The primary cause of the incident was improper maintenance, caused by an incorrect part installed in the hydraulic system, resulting in the fuel leak. However, the final investigation also assigned the flight crew partial responsibility for failing to detect the fuel situation earlier. Review of the cockpit voice recorder showed that the pilot failed to use the main procedural checklist when attempting to rectify the imbalance of fuel between the tanks, which might have prevented the extent of the fuel leak on one side. The pilot also transferred fuel from the working engine to the failing engine which magnified the crisis.

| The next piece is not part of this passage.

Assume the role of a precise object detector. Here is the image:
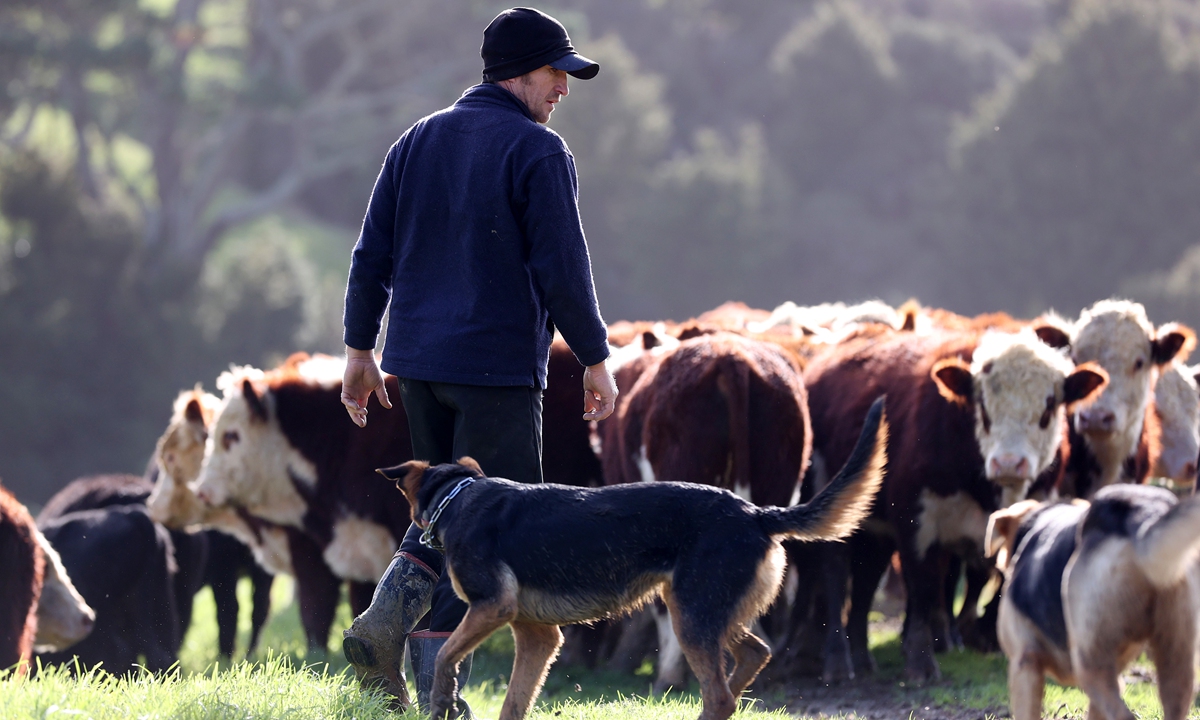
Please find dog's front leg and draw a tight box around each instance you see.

Despite this, Piché was praised by media and was celebrated as a hero, especially in Quebec, where he remains a popular speaker. Experienced pilots praise the captain for not panicking or trying to make a sea landing. In 2002, Piché was awarded the Superior Airmanship Award by the Air Line Pilots Association in recognition of his extraordinary skill in successfully executing the dead-stick landing of an Airbus A330.

== In popular culture ==
The story of Robert Piché is depicted in the 2010 Canadian biographical drama film Piché: The Landing of a Man (Piché: Entre ciel et terre, FR), culminating with the events on Flight 236. Captain Piché is portrayed by both Michel Côté as an adult, and Côté's son Maxime Le Flaguais as a child. Piché is also portrayed in the television series Mayday in its episode "Flying on Empty". Piché's Azores landing is the inspiration for a scenario in the board game Sky Team.